The brain and gut are strongly connected. Your intestines contain more than 100 million nerve cells, almost as many as your spinal cord, which is why scientists call the large intestine the “second” brain. In fact, when it comes to understanding human behavior and development, the digestive system may serve a far more significant role than we previously thought.

 

How is the Gut Connected to the Brain?

The human gastrointestinal tract is lined with more than 100 million neurons. This dense concentration of nerve cells, known as the enteric nervous system (ENS), can operate independently of the brain and spinal cord. The ENS regulates digestive motility and secretions and communicates with the central nervous system (CNS) through the vagus nerve, enteric plexuses and blood-borne signaling molecules.

The ENS is often referred to as the ‘brain in the gut’ because it can function independently of the CNS. In fact, many reflexes that regulate digestion are mediated by local circuits within the ENS. For example, when you eat something too hot, your gut sensors signal stomach wall muscles to expel the food before it burns you.

The ENS also coordinates complex digestive processes, such as peristalsis (i.e., the wavelike muscle contractions that push food through the gastrointestinal tract) and nutrient absorption. In addition, it regulates blood flow and fluid secretions in the gut and plays a role in immune function.

Together, the ENS and CNS coordinate digestion through a complex network of signals, hormones and neurotransmitters. The gut-brain connection is crucial for maintaining digestive health and overall well-being.

 

How Does the Gut Communicate with the Brain?

  • The gut produces about 95% of the body’s supply of serotonin, a neurotransmitter that plays an essential role in mood, sleep regulation and appetite control. If you have poor gut health due to intestinal inflammation or bacterial imbalances, you can develop depression and other mental disorders as a result.
  • The vagus nerve, which runs from the brain to the abdomen, is responsible for carrying information between the two organs. If your gut is in distress, you can experience anxiety, headaches and other physical symptoms.
  • Your gut bacteria also communicate with your brain by producing metabolites that influence mood and behavior. So, an unhealthy gut can significantly impact your brain, potentially leading to mental health problems such as depression and anxiety.

Your gut communicates regularly with your brain and affects many aspects of human behavior and development.

 

Keeping Your Gut Healthy

It is essential to maintain a healthy gut for overall health and well-being. This is because your gut communicates regularly with your brain through a series of signals carried by the vagus nerve. This communication between your gut and brain can have a major impact on how you feel both mentally and physically.
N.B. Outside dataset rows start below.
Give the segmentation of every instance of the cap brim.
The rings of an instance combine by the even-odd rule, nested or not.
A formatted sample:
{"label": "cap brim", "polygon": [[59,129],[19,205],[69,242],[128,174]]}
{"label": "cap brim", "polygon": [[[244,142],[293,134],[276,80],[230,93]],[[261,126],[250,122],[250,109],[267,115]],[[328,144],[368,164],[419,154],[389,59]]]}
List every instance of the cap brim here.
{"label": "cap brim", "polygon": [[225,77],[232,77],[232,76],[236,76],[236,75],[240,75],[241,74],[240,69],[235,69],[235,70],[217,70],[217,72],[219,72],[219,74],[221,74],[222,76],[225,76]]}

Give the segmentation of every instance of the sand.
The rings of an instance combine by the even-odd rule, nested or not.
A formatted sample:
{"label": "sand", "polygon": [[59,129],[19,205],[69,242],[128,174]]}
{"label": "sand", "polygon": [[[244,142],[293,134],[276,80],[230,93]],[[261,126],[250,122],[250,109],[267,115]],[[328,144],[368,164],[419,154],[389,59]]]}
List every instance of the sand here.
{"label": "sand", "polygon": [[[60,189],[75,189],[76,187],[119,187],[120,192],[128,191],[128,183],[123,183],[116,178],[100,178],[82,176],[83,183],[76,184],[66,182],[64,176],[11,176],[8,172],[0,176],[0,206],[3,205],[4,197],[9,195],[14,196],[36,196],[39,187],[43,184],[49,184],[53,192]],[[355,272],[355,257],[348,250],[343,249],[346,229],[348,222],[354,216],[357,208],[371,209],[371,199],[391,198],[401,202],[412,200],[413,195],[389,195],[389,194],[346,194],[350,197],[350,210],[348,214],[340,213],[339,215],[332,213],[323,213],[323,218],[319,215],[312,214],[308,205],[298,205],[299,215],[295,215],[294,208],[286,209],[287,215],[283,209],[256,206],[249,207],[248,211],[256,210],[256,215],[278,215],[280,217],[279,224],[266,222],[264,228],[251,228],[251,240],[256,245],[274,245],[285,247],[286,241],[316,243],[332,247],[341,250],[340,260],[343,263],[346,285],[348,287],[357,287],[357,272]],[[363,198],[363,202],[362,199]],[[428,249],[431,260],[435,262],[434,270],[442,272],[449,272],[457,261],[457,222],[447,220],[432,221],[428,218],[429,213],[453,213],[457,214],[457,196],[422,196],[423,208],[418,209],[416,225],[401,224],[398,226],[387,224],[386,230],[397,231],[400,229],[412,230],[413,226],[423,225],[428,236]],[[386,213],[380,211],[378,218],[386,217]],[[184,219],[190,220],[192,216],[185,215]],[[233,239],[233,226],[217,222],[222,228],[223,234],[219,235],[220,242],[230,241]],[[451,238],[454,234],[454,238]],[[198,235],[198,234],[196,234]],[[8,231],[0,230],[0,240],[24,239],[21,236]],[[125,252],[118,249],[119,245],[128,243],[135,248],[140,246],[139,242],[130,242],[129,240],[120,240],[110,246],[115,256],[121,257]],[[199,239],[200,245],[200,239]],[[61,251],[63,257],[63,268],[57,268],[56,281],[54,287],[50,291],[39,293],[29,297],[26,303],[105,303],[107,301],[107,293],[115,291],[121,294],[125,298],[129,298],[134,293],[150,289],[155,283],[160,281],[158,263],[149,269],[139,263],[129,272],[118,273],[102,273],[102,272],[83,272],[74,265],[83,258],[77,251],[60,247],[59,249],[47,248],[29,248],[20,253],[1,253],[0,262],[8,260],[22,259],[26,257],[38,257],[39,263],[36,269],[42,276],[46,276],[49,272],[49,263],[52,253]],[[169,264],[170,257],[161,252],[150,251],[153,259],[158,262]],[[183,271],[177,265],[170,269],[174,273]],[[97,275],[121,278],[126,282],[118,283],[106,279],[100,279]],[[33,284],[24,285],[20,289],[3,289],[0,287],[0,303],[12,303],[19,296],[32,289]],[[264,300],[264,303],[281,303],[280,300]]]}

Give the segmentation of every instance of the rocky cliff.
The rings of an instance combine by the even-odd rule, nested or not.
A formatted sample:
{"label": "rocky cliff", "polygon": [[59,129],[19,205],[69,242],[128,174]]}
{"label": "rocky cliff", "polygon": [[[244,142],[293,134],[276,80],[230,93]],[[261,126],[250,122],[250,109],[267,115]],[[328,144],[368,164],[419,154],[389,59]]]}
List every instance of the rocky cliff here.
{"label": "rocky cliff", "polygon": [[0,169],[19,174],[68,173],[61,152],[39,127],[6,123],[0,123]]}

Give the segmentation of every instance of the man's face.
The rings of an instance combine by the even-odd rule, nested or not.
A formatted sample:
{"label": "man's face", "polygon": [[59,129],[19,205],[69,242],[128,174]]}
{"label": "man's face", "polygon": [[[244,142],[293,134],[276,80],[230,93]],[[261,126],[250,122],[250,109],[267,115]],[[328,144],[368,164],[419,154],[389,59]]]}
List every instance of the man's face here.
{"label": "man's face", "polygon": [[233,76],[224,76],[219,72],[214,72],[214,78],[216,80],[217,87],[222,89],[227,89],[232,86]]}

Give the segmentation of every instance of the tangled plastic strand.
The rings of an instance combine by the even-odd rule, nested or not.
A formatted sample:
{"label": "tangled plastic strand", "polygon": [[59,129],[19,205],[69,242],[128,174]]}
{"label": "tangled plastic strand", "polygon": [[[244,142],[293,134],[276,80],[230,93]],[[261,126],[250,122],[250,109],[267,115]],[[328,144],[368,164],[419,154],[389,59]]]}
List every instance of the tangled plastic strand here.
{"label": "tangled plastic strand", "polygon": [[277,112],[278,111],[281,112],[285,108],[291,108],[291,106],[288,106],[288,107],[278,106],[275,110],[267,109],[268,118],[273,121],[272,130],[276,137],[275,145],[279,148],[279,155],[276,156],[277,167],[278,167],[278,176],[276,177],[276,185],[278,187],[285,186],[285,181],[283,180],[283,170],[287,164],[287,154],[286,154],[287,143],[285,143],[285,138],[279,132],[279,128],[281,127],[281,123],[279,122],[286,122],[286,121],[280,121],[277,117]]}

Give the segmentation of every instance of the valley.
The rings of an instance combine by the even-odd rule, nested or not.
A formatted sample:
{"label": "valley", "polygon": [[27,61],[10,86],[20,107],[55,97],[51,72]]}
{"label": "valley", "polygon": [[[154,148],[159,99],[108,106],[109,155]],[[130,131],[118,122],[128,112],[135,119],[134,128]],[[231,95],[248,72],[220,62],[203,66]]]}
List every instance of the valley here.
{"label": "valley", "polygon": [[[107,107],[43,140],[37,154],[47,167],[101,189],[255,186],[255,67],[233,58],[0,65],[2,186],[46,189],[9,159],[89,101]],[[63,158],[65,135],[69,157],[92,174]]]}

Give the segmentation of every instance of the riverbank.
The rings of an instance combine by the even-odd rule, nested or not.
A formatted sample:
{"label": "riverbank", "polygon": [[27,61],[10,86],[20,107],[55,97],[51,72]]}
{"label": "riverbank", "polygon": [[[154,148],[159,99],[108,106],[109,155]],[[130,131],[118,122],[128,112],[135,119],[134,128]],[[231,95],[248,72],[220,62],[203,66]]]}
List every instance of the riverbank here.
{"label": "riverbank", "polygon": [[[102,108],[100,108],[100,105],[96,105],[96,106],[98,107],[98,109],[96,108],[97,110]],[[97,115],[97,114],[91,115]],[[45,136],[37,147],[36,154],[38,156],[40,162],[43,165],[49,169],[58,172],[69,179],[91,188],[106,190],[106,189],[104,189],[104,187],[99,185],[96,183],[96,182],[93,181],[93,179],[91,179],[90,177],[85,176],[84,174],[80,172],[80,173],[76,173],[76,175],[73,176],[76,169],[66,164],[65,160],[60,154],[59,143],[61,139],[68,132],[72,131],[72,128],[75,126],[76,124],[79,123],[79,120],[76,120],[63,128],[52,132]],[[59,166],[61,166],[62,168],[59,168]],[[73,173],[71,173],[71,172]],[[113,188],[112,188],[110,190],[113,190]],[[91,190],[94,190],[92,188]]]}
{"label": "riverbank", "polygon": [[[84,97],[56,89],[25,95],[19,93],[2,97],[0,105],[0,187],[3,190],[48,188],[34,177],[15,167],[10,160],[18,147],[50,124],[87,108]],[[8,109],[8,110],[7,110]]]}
You can do several things to keep your gut healthy and ensure that this communication functions correctly. Start by eating a balanced diet that includes plenty of fiber, vitamins, minerals and probiotics. In addition, you should avoid foods high in sugar or processed ingredients as they can disrupt the delicate balance of bacteria in your gut.

Another key component of keeping your gut healthy is exercising regularly. Physical activity helps reduce inflammation in the body and can boost the activity of neurotransmitters and hormones needed for proper digestive function.

By keeping this relationship healthy through proper diet and healthful lifestyle choices, you can improve your mood, sleep better, reduce anxiety and depression and manage weight more effectively!

 

A Parting Reminder

While research is uncovering more about the link between gut health and mental health, there are some steps you can take to promote a healthy gut and ensure that this communication is functioning properly. Such steps include eating a diet rich in whole foods, avoiding processed foods with added chemicals and additives, getting regular exercise, managing stress levels and reducing overall inflammation in the body. With a bit of effort and dedication, you can ensure that your gut stays healthy and strong to enjoy good physical and mental well-being for years to come.